The Resurrection of Christ is a miracle. Has modern science done away with a belief in the miraculous?

The scientific method has changed the way truth, or epistemology, is determined.  David Hume expressed that a miracle is a violation of natural law, and that no one has ever witnessed a violation of natural law, therefore miracles can’t happen.  The claims, based on Newtonian Physics, presuppose an unprovable idea that there is such a thing as natural law.  The idea of natural law is a worthy one because it is more often than not solid.  It is based on scientific observation.  The biggest problem with Hume’s argument is that he later goes on to state that things do happen outside man’s existence.  If miracles can’t happen because no man has ever witnessed them, yet things occur that man has not witnessed, there is no foundation in the claim that miracles can’t happen.  The significance of an event is not determined by a law it supports or refutes.  An event is significant because it happens.  Nothing is 100% provable; there is merely evidence and interpretation of said evidence.  So not even modern science, for all its validity, can disprove the miraculous.

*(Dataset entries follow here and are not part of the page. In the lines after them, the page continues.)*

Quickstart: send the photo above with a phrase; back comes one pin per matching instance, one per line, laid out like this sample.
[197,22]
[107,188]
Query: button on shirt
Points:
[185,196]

God, by definition, is outside His creation. His existence can be seen in the wonders of His creation, the universe and all that is within it.  Not only that, but there is much that occurs that can not be explained – coincidence, prophecy, deja vu, calling someone just when they need it, common stories from people who have died and been brought back to life, healing aside from medical intervention, etc. Whether one believes in miracles or not does not change the fact they occur. No, modern science has not done away with the idea of miracles.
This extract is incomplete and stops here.